ARTICLE AD BOX
detikai.com, Jakarta - Setiap tahun, bumi merayakan Hari Pers, sebuah momen untuk mengingat kembali peran krusial pers dalam membentuk masyarakat dan negara. Namun, seremoni tersebut sering kali tidak terlihat semeriah nan dibayangkan.

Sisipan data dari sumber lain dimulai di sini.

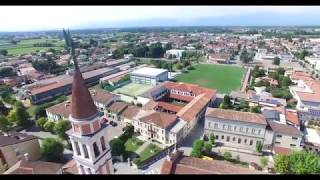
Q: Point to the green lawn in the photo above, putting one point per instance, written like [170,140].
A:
[146,153]
[132,89]
[223,78]
[133,144]
[26,46]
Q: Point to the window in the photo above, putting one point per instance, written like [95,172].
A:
[85,150]
[251,142]
[216,125]
[82,169]
[279,136]
[96,149]
[103,144]
[77,148]
[89,171]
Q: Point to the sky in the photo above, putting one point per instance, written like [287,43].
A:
[34,18]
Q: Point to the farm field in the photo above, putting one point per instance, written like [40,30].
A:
[223,78]
[26,46]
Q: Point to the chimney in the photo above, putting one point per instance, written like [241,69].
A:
[26,156]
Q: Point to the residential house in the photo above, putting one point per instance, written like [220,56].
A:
[13,147]
[234,128]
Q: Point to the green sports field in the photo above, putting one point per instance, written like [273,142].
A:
[132,89]
[223,78]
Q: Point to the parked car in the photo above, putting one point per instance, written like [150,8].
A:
[104,120]
[112,123]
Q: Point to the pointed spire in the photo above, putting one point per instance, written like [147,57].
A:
[82,105]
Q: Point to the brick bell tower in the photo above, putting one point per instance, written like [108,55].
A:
[91,150]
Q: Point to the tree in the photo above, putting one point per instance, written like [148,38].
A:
[52,149]
[282,164]
[255,109]
[212,138]
[197,148]
[117,147]
[258,146]
[7,72]
[41,122]
[48,126]
[19,115]
[5,125]
[264,161]
[276,61]
[245,57]
[227,155]
[3,52]
[208,147]
[61,127]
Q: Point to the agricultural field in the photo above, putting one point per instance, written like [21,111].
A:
[223,78]
[26,46]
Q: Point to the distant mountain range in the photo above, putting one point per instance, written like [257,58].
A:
[241,20]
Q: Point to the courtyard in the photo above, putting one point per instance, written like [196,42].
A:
[132,89]
[223,78]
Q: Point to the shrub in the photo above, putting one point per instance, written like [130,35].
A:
[41,122]
[52,149]
[227,155]
[48,126]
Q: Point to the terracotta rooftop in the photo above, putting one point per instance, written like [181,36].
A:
[82,106]
[162,120]
[63,109]
[15,138]
[117,107]
[281,150]
[285,129]
[34,167]
[131,111]
[232,115]
[101,96]
[190,165]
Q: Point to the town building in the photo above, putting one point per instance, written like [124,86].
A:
[234,128]
[222,58]
[91,150]
[15,146]
[311,140]
[177,163]
[285,138]
[150,76]
[26,166]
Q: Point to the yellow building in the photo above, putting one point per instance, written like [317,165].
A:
[14,147]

Hari Pers bukan hanya tentang seremoni alias pidato-pidato nan membicarakan kebebasan, demokrasi, dan pers sebagai pilar keempat demokrasi. Terkadang, nan tampak adalah meja kerja nan berantakan, tumpukan buletin nan belum terselesaikan, dan ingatan tentang rekan-rekan nan telah gugur dalam tugas.
Bagi banyak jurnalis, kata-kata "kami bukan pahlawan" menjadi sebuah realita pahit nan mengingatkan bahwa meskipun wartawan seringkali menjadi saksi sejarah, mereka tidak mencari gelar alias pujian. Mereka menjalankan tugas mulia untuk mencatat kebenaran, meskipun di tengah ancaman alias ancaman nan mengintai.
Dalam setiap tulisan, setiap laporan, mereka berupaya menegakkan nilai-nilai kebebasan dan demokrasi, meskipun kerap kali kudu bayar nilai nan sangat mahal.
Hari Pers semestinya menjadi momen refleksi, bukan sekadar pesta. Sebuah pengingat bahwa di kembali layar pemberitaan dan di tengah ketakutan nan mendera, ada kepercayaan nan tak boleh padam: bahwa meskipun menghadapi segala tantangan, seseorang kudu tetap menulis. Seseorang kudu tetap bersaksi.
Meskipun itu adalah narasi terakhir. Meskipun itu adalah pengorbanan nan tak terbayarkan.
Hari ini, ketika kita memperingati Hari Pers, marilah mengingat bukan hanya pada mereka nan telah mengorbankan hidupnya dalam menjalankan tugas jurnalisme, tetapi juga mereka nan terus berjuang tanpa henti untuk mengungkapkan kebenaran.
Semangat mereka adalah semangat nan tak boleh padam, dan semoga tetap menjadi inspirasi bagi kita semua untuk menjaga kebebasan pers sebagai fondasi nan tak tergoyahkan dalam setiap demokrasi.
Selamat Hari Pers untuk seluruh wartawan di Indonesia.